De 11 660 FCFA en début d’année, le sac de l’engrais est aujourd’hui vendu au producteur malien à 18 405 FFCA. La raison? Le gouvernement a suspendu la subvention de l’engrais. Une décision inacceptable pour les paysans. D’abord parce qu’il a été dit que l’appui de 35 milliards devait permettre de «subventionner l’engrais». Ensuite, parce qu’il a été dit, en grande pompe, que 15% du budget national est accordé à l’agriculture. «Ils ont augmenté le prix du kilo du coton, mais ils n’ont pas touché à l’essentiel qui est l’engrais», se plaint Issa notre paysan à Foh. Et de juger, assez remonté: «Ils ont enfermé Bakary Togola pour mieux nous exploiter».

Une campagne de sensibilisation infructueuse

Pour inciter les producteurs à faire du coton, la CMDT a envoyé des agents pour sensibiliser sur le prix du coton et de l’engrais. Des séances de «bonne information» qui, selon des informations recueillies à Foh, ne sont pas toujours bien terminées. «Un agent nous a dit que si nous cultivons pas du coton, nous mourons de faim», dénonce Raymond, un autre paysan. « Hum… !» soupire le producteur avec un léger sourire moqueur, il n’a rien compris cet homme. «Nous cultivons le coton pour avoir l’engrais pour les cultures vivrières comme le maïs», dit-il.

Dans un village voisin, un agent de la CMDT a osé dire aux paysans que sans coton, il n’y aura pas de mariage. La réplique, rapporte Raymond, a été à la hauteur de l’affront: «ta mère n’a pas été mariée avec l’argent du coton», lui a-t-on rétorqué à cet agent bien connu des siens. «Le semi devait se faire à partir du 1er juin, nous sommes le 13 juin, aucune semence n’est mise en terre. La saison est déjà terminée pour nous», conclut Raymond.

Les paysans d’hier…

Dans la ville de Sikasso, un agent de la Compagnie Malienne de Développement de Textile confirme la profondeur du malaise entre paysans et décideurs politiques. Dans la zone de Kignan (cercle de Sikasso), seuls 80 hectares de coton été recensés, pour cette zone classée deuxième productrice de coton dans la région de Sikasso après Koutiala.
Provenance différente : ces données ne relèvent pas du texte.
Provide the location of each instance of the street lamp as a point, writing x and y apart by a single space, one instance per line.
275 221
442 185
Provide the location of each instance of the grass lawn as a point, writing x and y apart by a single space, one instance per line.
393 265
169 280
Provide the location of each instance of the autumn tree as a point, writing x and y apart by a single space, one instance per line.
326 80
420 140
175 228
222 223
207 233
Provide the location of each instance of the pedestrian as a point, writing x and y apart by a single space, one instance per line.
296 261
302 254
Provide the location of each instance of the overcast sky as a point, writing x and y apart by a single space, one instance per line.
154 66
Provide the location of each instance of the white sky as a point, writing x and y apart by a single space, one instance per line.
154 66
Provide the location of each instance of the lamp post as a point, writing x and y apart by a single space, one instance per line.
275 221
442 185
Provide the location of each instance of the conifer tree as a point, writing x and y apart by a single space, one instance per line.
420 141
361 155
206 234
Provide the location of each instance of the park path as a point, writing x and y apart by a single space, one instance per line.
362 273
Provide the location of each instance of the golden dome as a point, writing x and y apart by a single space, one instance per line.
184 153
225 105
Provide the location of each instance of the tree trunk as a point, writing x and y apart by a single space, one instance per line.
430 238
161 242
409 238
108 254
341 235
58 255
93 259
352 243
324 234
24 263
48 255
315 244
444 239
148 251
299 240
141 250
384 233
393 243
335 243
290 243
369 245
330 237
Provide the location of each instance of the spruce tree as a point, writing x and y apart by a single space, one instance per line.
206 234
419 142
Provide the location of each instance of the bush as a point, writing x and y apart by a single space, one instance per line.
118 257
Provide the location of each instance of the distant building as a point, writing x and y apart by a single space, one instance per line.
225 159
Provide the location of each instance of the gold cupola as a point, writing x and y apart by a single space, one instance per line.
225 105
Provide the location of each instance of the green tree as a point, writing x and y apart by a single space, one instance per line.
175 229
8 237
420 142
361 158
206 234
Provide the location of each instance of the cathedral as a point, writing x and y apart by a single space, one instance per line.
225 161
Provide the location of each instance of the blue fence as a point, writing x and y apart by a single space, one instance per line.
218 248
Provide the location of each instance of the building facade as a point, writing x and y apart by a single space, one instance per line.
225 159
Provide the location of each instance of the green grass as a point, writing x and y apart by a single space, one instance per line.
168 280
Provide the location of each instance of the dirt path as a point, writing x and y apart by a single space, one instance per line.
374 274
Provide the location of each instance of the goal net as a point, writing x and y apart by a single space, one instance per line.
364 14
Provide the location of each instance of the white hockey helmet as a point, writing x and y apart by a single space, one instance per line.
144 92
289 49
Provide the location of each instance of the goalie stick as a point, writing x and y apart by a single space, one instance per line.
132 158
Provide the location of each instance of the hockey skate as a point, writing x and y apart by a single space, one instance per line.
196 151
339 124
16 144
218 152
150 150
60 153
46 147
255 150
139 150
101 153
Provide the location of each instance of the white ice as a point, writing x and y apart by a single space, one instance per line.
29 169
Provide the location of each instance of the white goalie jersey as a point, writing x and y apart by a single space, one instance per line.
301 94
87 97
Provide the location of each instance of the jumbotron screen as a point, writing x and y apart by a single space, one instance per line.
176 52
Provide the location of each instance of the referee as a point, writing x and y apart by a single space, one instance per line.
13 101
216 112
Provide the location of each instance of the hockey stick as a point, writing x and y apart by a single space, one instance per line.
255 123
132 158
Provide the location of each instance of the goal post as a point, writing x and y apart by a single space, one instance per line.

Selon notre interlocuteur, les autorités, en baissant et en augmentant unilatéralement le prix du coton, ont «violé la convention entre la CMDT et les producteurs». Ils ont oublié que «les paysans d’hier et ceux d’aujourd’hui sont différents. Les paysans aujourd’hui font de la politique et ils sont cultivés», a avisé notre interlocuteur.